FedSam：通过差异隐私和数据异构缓解来增强联邦学习的准确性

大规模模型通常是在广泛的数据集上进行训练，以更新其参数并增强其分类能力。然而，直接使用这些数据可能会引起严重的隐私问题，特别是在医疗领域，因为数据集通常包含敏感的患者信息。联邦学习（FL）提供了一种解决方案，允许多方在不共享原始数据的情况下协作训练高性能模型。尽管如此，在联合训练过程中，攻击者仍然可能从本地模型中提取私有信息。为了加强隐私保护，差分隐私（DP）被引入到FL，提供严格的保护。然而，DP和数据异质性的结合往往会导致模型精度的降低。为了应对这些挑战，我们引入了一种采样-记忆机制，FedSam，它提高了全局模型的准确性，同时保持了差分隐私所需的噪声水平。该机制还减轻了异构联邦环境中数据异构的不利影响，从而提高了全局模型的整体性能。数据集的实验评估证明了我们方法的优越性。

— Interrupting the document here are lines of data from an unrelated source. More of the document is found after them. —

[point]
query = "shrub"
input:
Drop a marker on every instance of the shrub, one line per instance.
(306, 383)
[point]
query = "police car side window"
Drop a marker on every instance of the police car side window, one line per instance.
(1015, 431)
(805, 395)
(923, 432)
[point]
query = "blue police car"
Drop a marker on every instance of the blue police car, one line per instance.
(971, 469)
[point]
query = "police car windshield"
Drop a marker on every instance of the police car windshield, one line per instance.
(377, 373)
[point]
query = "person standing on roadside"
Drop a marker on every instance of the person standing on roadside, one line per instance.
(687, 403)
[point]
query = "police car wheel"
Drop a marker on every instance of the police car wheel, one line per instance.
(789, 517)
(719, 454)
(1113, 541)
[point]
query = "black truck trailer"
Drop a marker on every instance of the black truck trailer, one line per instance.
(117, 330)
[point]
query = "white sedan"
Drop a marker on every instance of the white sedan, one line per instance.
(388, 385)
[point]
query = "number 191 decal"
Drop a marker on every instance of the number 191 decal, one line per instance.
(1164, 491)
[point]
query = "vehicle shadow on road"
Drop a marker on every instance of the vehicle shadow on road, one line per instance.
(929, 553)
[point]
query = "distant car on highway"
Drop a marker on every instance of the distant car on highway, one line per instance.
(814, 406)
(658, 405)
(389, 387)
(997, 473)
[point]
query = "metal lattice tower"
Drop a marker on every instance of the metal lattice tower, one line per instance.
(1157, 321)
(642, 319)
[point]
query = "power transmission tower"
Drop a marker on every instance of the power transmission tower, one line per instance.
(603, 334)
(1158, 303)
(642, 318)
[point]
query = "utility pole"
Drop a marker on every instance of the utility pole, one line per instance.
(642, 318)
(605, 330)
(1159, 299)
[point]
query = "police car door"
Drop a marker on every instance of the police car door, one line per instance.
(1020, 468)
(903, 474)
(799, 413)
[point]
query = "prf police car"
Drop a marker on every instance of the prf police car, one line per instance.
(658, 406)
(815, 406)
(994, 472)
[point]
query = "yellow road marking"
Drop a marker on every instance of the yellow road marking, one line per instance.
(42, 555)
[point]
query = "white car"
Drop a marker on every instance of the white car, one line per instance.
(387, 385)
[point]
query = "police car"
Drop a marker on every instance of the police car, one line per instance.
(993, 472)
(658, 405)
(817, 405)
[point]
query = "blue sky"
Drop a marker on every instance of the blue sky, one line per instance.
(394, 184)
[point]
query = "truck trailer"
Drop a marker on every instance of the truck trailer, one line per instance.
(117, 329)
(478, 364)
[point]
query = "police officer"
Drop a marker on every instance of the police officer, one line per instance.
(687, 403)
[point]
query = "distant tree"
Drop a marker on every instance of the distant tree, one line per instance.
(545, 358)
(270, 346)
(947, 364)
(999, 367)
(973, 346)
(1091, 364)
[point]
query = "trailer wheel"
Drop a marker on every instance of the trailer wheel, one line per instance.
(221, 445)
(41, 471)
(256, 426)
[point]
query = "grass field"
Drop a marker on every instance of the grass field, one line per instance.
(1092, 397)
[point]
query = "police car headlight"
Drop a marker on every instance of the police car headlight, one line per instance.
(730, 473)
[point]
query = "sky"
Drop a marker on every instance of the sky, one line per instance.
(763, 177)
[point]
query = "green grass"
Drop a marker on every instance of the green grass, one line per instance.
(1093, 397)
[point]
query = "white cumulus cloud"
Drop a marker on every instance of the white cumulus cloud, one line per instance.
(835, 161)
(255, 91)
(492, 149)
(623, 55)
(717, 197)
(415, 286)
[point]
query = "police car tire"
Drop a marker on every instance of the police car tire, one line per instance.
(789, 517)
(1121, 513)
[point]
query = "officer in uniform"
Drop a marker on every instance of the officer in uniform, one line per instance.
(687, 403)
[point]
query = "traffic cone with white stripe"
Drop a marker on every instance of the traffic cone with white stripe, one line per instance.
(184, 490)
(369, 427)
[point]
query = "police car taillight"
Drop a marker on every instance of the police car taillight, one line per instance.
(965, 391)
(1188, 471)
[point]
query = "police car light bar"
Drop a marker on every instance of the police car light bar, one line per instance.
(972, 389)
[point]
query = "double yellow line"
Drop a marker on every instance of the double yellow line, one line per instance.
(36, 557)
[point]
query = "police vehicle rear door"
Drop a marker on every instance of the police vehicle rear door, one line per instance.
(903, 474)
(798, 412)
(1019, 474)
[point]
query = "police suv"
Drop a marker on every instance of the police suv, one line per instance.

在相同的隐私约束下，FedSam的分类准确率达到95.03%，显著优于传统的dp - fedag(91.74%)，突出了FedSam的鲁棒性和效率。

本文章由计算机程序翻译，如有差异，请以英文原文为准。

求助全文

约1分钟内获得全文求助全文

来源期刊

Computer Standards & Interfaces 工程技术-计算机：软件工程

CiteScore

11.90

自引率

16.00%

发文量

审稿时长

6 months

期刊介绍： The quality of software, well-defined interfaces (hardware and software), the process of digitalisation, and accepted standards in these fields are essential for building and exploiting complex computing, communication, multimedia and measuring systems. Standards can simplify the design and construction of individual hardware and software components and help to ensure satisfactory interworking. Computer Standards & Interfaces is an international journal dealing specifically with these topics. The journal • Provides information about activities and progress on the definition of computer standards, software quality, interfaces and methods, at national, European and international levels • Publishes critical comments on standards and standards activities • Disseminates user''s experiences and case studies in the application and exploitation of established or emerging standards, interfaces and methods • Offers a forum for discussion on actual projects, standards, interfaces and methods by recognised experts • Stimulates relevant research by providing a specialised refereed medium.